When he was diagnosed with Parkinson's five years ago, he turned to boxing.

"I never thought that I would do boxing, never done it in my life and I took it up when I was 70," he said.

Brown's hands shake and he's lost some control of his facial movement, but he continues to work out five days a week.

"It helps you move and to delay the progression of the disease," said Brown.

He said it's easy for patients like him to want to sit at home and do nothing, but that movement and social interaction are more important than ever.

Brown leads the PJ Parkinson's support group in Oak Ridge.

"Because you need to keep your mind sharp, you need to associate with other people," Brown said. And that's what we do in our group is we provide a social atmosphere where you can meet with other people and find out what's happening."

PJ Parkinson's also helps find caregivers and hosts support groups for families whose loved ones are living with the disease.

That's why their annual gala fundraiser is so important because all that money goes toward helping those with Parkinson's live as close to normal lives as possible.

This year's event is themed 'It takes a village' and is being held at Ancient Lore Village in South Knoxville on Friday at 6 p.m.
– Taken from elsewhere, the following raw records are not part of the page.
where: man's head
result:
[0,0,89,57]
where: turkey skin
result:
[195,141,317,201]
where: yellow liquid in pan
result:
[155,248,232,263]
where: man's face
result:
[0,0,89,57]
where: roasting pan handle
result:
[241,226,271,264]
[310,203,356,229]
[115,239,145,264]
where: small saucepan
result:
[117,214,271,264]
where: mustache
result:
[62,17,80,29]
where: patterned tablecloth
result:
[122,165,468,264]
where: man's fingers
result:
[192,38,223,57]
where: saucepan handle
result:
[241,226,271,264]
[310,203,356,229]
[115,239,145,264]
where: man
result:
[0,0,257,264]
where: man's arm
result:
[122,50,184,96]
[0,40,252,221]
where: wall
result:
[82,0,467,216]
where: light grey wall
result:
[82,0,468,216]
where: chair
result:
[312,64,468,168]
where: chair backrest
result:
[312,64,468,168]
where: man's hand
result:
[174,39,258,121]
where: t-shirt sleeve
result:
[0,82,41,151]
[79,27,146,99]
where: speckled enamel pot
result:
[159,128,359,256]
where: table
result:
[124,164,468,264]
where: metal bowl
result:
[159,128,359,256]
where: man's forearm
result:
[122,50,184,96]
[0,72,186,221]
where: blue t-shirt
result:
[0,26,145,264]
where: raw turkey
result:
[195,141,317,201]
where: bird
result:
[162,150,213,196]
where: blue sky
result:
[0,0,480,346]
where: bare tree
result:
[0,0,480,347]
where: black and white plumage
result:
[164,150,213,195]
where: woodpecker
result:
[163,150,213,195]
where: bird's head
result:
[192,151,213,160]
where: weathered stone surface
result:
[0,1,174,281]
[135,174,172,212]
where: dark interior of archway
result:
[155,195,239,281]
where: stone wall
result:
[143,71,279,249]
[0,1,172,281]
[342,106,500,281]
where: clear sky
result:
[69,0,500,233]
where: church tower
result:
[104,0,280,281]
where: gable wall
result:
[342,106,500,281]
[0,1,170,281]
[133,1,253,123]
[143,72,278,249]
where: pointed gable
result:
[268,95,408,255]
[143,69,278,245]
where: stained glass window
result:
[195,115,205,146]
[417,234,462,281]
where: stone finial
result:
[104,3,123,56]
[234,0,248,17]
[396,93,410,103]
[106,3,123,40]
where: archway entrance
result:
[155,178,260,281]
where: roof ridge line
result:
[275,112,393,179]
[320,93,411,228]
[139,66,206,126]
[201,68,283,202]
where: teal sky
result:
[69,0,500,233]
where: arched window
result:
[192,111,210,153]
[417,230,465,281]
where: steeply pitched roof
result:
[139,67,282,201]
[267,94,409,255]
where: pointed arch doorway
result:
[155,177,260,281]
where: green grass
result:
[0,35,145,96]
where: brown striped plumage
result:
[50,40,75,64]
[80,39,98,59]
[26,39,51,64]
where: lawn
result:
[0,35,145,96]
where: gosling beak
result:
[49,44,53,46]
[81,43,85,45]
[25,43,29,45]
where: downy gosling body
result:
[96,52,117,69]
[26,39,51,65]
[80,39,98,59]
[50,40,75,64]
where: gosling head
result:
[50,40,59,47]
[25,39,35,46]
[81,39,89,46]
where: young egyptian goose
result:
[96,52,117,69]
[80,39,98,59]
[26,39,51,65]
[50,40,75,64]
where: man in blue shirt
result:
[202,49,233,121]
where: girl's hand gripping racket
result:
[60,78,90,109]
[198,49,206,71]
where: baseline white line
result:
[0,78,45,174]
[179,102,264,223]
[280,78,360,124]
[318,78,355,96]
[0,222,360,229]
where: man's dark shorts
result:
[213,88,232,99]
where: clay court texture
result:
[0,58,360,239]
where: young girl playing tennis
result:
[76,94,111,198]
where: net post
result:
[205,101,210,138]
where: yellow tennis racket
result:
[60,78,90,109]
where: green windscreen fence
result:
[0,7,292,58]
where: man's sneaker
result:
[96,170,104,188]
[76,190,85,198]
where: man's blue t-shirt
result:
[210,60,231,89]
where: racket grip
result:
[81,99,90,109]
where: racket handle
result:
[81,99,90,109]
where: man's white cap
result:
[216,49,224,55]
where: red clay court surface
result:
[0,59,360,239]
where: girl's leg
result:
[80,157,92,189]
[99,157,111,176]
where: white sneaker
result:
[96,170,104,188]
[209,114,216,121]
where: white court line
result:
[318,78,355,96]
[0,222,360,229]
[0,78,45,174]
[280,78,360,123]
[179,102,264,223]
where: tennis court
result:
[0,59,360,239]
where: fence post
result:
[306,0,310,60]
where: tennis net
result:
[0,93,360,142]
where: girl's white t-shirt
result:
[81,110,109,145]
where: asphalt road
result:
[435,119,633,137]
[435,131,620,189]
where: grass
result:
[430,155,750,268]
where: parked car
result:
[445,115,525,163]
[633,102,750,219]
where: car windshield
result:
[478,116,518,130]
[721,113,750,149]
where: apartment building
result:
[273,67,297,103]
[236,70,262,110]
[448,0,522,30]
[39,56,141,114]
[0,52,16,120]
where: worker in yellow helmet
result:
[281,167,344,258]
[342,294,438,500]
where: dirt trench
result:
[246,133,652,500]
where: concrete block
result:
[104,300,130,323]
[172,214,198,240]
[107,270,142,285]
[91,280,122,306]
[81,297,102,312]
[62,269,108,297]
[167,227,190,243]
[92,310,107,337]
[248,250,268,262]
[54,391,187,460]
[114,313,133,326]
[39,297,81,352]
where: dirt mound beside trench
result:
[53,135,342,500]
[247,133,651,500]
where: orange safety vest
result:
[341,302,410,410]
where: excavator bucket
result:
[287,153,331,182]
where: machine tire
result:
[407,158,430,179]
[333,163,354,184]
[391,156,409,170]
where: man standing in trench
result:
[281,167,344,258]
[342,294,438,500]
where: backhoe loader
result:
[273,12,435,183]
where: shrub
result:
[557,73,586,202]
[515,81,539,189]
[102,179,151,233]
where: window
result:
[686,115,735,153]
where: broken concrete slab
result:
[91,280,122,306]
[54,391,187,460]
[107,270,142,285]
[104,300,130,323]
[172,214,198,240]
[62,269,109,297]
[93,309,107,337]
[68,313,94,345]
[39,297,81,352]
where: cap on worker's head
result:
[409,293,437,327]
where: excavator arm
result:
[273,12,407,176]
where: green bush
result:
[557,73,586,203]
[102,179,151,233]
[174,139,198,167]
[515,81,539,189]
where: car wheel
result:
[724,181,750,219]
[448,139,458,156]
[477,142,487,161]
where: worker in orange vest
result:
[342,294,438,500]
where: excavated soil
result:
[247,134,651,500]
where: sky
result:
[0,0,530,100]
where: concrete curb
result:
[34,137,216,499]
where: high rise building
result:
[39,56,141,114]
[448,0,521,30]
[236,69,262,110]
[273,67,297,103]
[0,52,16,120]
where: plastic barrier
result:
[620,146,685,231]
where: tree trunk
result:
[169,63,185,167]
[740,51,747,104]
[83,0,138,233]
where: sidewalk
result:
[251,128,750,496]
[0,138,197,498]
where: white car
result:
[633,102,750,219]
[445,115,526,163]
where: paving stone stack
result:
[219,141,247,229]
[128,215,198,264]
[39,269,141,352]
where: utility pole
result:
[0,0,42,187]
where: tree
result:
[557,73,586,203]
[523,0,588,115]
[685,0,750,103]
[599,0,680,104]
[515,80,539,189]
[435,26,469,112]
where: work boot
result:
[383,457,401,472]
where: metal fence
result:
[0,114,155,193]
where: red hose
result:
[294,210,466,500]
Tickets are $150 each and can be purchased at pjparkinsons.org.

Senft-Daniel said money raised will go toward their movement programs so they can continue to offer free classes for those with Parkinson's.

She also hopes to use additional funds to reach out to more of East Tennessee and offer help at rural and remote clinics.

"The disease progresses slowly, so you may not even notice that some things are happening to you," said Brown. But it's amazing. We can still have a great life, stay involved in the community and do a lot of our own fundraising and work together to advance the knowledge."